CS 1501

CS 1501 Previous Final Exam Solutions

For all questions, be sure to show your work. Answers without work will not receive full credit.

1) (20 points – 2 points each) Fill in the Blanks. Complete the statements with the MOST APPROPRIATE word(s) and/or phrase(s).

a) In order to save space in the hash table storing dictionary entries for the LZW compression algorithm, rather than storing the entire string in the hash table, we instead store a(n) _____prefix code_________ and a(n) ____append character_____ that together indicate the string with a constant amount of space.

b) During BFS and PFS, some vertices are on the fringe, which means that ____they have been seen but not yet visited___.

c) DFS on a graph with V vertices and E edges runs in time ______Theta(V + E)________ with an adjacency list and in time ______Theta(V²)___________ with an adjacency matrix.

d) A graph G is said to be biconnected if ___there are at least two distinct paths between all vertex pairs__.
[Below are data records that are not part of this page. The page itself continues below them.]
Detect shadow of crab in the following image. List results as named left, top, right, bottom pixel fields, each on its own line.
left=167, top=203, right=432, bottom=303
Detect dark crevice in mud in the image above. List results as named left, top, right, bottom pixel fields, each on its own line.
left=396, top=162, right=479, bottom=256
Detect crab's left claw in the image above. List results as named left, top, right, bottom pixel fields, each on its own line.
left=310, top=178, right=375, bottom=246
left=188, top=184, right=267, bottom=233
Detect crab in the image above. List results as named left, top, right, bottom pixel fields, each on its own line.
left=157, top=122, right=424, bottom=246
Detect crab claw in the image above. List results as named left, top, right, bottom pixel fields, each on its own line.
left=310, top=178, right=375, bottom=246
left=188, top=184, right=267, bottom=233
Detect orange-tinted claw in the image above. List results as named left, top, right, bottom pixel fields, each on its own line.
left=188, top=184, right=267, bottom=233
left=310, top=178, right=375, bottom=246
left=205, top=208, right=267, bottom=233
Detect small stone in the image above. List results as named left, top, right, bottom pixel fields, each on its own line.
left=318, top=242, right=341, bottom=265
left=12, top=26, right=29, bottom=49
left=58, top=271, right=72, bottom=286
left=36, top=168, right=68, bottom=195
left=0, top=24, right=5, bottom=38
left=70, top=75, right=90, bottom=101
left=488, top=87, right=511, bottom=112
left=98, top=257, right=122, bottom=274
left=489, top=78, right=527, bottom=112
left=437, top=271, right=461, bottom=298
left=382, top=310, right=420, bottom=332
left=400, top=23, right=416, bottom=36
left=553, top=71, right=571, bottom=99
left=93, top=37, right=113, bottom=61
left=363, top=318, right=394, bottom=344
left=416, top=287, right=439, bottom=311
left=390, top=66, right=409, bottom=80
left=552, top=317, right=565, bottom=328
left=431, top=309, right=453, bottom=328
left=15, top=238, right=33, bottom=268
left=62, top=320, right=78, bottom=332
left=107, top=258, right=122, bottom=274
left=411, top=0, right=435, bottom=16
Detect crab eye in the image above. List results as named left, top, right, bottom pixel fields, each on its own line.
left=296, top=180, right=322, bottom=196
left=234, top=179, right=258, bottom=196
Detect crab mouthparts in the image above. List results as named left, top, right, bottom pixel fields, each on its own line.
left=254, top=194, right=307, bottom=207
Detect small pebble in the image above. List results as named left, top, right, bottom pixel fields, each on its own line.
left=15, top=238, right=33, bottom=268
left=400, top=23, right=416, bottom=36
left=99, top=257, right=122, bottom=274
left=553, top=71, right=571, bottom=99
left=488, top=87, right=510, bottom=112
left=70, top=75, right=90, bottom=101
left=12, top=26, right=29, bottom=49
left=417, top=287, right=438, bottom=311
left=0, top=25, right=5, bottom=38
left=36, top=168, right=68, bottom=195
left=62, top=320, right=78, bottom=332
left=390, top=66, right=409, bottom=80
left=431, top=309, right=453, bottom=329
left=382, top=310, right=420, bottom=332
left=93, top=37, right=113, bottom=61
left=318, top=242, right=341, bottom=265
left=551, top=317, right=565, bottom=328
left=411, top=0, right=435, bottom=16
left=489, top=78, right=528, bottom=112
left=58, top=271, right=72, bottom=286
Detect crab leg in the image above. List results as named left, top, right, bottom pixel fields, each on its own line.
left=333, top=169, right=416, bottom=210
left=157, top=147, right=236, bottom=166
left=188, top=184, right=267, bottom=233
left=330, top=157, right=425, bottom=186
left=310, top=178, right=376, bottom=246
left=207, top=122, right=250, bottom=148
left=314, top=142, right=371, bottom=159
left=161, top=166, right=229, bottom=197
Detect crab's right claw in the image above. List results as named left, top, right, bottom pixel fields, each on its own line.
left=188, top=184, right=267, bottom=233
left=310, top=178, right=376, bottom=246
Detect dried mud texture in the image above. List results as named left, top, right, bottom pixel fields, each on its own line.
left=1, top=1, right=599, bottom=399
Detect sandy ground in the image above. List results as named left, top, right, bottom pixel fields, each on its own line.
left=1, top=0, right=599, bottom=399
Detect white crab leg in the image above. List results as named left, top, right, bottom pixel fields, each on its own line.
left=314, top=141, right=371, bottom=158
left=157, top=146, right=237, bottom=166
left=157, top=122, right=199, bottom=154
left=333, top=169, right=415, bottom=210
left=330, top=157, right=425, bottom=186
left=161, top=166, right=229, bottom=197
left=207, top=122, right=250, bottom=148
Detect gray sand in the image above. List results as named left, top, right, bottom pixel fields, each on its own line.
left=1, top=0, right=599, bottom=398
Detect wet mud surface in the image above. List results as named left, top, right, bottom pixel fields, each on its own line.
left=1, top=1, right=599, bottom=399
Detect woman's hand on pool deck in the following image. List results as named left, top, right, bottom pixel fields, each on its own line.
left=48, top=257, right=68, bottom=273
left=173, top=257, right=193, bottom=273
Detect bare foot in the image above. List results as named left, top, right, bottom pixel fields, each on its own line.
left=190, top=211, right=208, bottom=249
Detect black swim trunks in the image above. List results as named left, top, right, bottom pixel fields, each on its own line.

e) The only difference between Prim's MST algorithm using PFS and Djikstra's Shortest Path algorithm using PFS is _______the way the priority is determined________.

f) A sequence of N Inserts followed by N DeleteMins on a sorted array will have a total run-time of Theta(_____N²______).

g) A sequence of N Inserts followed by N DeleteMins on a min-heap will have a total run-time of Theta(____NlgN____).

h) One rule for a valid flow in a network graph is: For All (u,v) in V, f(u,v) = –f(v,u). This means ____ if a positive flow is going from u to v, than an equal weight negative flow is going from v to u_______.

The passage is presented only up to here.